Wambach noticed that the students at her all-girl high school became more outspoken when they weren’t around boys. In high school, she also realized she was gay. She fell in love during her senior year, and hated that she had to keep her relationship a secret from her conservative, religious family. Eventually, Wambach realized it would kill the Wolf inside her to deny love, and she told her family her truth.
Wambach reports winning the ESPN Icon Award along with basketball immortal Kobe Bryant and NFL superstar Peyton Manning. Bryant and Manning were financially set for life, Wambach writes ruefully, but she still had to hustle.
She is particularly angry about the gender pay gap in professional soccer. The 2018 winners of the FIFA Men’s World Cup received $38 million, 19 times the total that the 2015 FIFA Women’s World Cup winners received, Wambach reports. In 2015, she notes, the Women’s Team brought in $6.6 million in revenue, while the Men’s Team brought in not quite $2 million.
Wambach reports that women in general must work an average of 66 extra days to earn the same yearly salary as men in the same jobs. This gap, she laments, is even wider for black and Hispanic women. She holds that male entitlement continues, in part, because women at higher levels of success are grateful to be there and don’t demand equality.
Fail and Learn
Wambach understands that champions make mistakes and fail, like everybody else. Instead of believing that a loss will end their quest, she urges them to re-transform failure into drive and perseverance.
Make failure your fuel: Transform failure to wisdom and power.
Men have permission to fail multiple times, Wambach asserts, whereas women tend to take failure as confirmation they’re not good enough. She exhorts women to stay in the game and keep trying. Wambach believes you can’t lose if you harness failure to energize your movement toward a new path. She notes that organizations traditionally pit women against each other to compete for token top spots. Wambach repeats that each woman’s success is a success for all women. Her rule is, “Champion each other: Claim each woman’s victory as your own.”
Wambach wanted to be a parent, but hesitated because the person she fell in love with, author Glennon Doyle, had three children. Wambach writes with admirable candor that she decided she had to show up. They married and, today, she writes lovingly, their blended family functions with love and grace.
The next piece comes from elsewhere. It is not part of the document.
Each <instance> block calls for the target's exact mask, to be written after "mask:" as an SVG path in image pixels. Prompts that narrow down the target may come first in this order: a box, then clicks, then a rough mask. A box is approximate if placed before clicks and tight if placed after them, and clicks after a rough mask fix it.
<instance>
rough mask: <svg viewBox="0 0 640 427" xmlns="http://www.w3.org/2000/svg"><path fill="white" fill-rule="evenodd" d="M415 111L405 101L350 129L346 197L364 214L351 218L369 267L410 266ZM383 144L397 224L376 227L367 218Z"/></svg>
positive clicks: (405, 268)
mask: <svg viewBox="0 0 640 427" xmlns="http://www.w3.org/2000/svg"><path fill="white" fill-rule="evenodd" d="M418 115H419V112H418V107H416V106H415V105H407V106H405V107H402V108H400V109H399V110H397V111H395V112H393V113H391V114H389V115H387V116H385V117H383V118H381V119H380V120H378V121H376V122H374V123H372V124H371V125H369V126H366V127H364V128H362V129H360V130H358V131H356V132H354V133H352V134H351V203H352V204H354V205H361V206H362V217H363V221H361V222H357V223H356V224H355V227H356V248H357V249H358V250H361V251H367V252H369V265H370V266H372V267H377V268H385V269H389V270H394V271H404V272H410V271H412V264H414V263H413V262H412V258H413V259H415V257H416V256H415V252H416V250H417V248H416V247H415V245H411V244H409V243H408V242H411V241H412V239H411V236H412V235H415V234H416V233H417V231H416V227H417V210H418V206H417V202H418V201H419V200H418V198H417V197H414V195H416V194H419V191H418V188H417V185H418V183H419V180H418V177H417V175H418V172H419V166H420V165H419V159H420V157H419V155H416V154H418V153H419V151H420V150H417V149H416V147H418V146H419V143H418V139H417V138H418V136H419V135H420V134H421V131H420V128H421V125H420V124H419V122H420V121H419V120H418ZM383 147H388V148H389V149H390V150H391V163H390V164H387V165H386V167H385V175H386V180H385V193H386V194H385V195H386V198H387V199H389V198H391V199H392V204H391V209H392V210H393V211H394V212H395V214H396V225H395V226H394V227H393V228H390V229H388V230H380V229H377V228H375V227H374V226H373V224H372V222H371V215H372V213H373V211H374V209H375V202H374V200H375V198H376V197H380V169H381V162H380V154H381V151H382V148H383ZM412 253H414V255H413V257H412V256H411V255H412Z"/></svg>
Wambach realizes that if she had waited until she felt ready, she would have missed the most important thing in her life.
Determination and Inspiration
Shining through Wambach’s memoir is her straightforward determination. She is neither a subtle nor complex writer. Her basic sentences seem to echo her thought processes, in which she attacks every problem head-on. Her sincerity and desire to communicate her heartfelt emotions will inspire readers to believe in themselves.
Real leaders don’t mimic a cultural construct of what a leader looks, sounds and acts like. They understand that there are as many authentic ways to lead as there are people.Abby Wambach
Women and all coaches will appreciate Wambach’s perspective, though they may wish she offered more practical implementation of her ideas and the mechanics of empowering team members to lead. She is refreshingly candid about her own excellence and failures – even failures in her emotional life – as few world champions dare to be. This furthers her message of proud self-ownership of personal and professional success and failure. Wambach’s words inspire and her messages are simple – maybe even simplistic – but they resonate in the heart.
Other inspiring works from women leaders include Dare To Lead by Brené Brown; One Life by Megan Rapinoe, and Love Warrior and the We Can Do Anything Podcast by Glennon Doyle.